Racing toward a cure

“There are a lot of people working very hard on the same problem,” Dean says. “When you have that type of collaboration, we could have success earlier. While we all recognize the need is urgent, we’re also committed to making sure these vaccines or treatments are safe and effective.”

Vaccines typically take a decade or longer to develop. For the Ebola virus, it took five years. And the most recent vaccine-development record was set during the Zika virus outbreak in 2015, when a viable candidate for testing was developed in seven months. COVID-19, by contrast, has raised the stakes, with researchers around the world focusing on a single goal like never before.

A typical regulatory path starts with preclinical data from laboratory and animal models to determine whether a new vaccine has promise. WHO is tracking current vaccine candidates, most in preclinical evaluations, but Dean says two have already been received by humans and advanced without an animal model because they have been used for other diseases.

However, she stresses, every step of the way needs to be intentional.

“We absolutely don’t want to vaccinate a large number of people and then be concerned we are putting them at risk,” Dean adds. “We don’t want to repeat past mistakes where we rushed to get a vaccine out that we weren’t sure was safe.”

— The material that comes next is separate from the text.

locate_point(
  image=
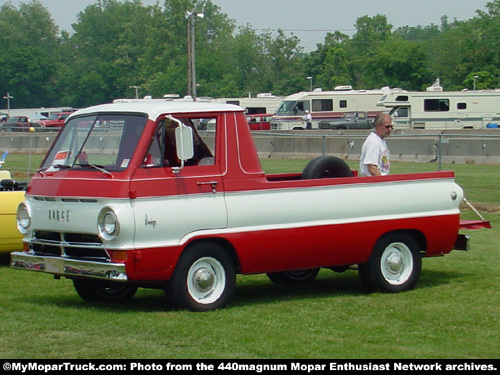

The race is also on to compress production timelines.

“We are finding ways to accelerate the process as much as possible, including scaling up manufacturing of vaccine even before we have trial data,” Dean says. “Though a financially risky investment, it would mean we have the vaccine ready to go if it works.”

With the development of potential treatments and vaccines progressing quickly, Dean, along with a team of international experts in statistics and epidemiology, is calling on the implementation of a strategy to make research and development efforts more effective and efficient. Published in the New England Journal of Medicine, a so-called “core protocol” would allow a single clinical trial to extend across multiple infectious disease outbreaks.

“Since outbreaks move from hotspot to hotspot and are very unpredictable, trials need to be flexible so that new sites can be added over time,” Dean says. “Even if the outbreak ends in one part of the country, we can continue to enroll patients from the next hotspot until we have a clear answer.”

Both the National Institutes of Health and WHO have strongly advocated for the core approach during COVID-19. With thousands of patients being enrolled in a few large trials over the coming weeks and months, core protocols will help rapidly evaluate whether treatments work and in which subgroups—the moderately ill or the severely ill.

“This is important,” Dean says, “because while over 80 treatment clinical trials were launched in China early in the epidemic, so far none has been large enough to detect the types of moderate effects that these drugs tend to have. Our group is working on similar multicountry trial strategies for vaccines once these are ready to be tested in large clinical trials.”

While scientists work feverishly to develop a vaccine in record time, the need for treatments is critical—especially for health care workers on the front lines. When doctors and nurses fall sick, the whole health care structure weakens. To meet this urgent need, several studies are underway around the world that seek to use drugs for what is called pre-exposure prophylaxis (PrEP)—a strategy widely used against HIV.

These PrEP studies are even more promising than some of the treatment trials, Dean says, because “it is easier to prevent infection than to treat severe disease.”

New treatment trials were also introduced on Tuesday (April 7), in three Massachusetts hospitals that received approval to launch the first U.S. clinical trial of favipiravir (T-705), a Japanese flu drug that could be used to treat COVID-19. Another experimental therapeutic, remdesivir—which has shown promise against other coronaviruses—is also being studied.

Massachusetts, Dean adds, is unique as it is one of the only states currently engaged in a proactive effort for “tracing” the virus by identifying those who have come into contact with people who have tested positive for COVID-19. The state will likely serve as a model for others across the nation.

“Tracing is part of the exit strategy, enabling us to figure out who to test and who to advise to stay home,” Dean says. “Ultimately, we need more testing to gain a better picture. That is key to learning how widespread the disease is and for understanding what the future holds.”

Dr. Natalie Exner Dean ’05 is a biostatistician specializing in vaccine trial design and the statistical analysis of infectious disease outbreaks such as Ebola, Zika, HIV, and now COVID-19. She works in the Department of Biostatistics at the University of Florida.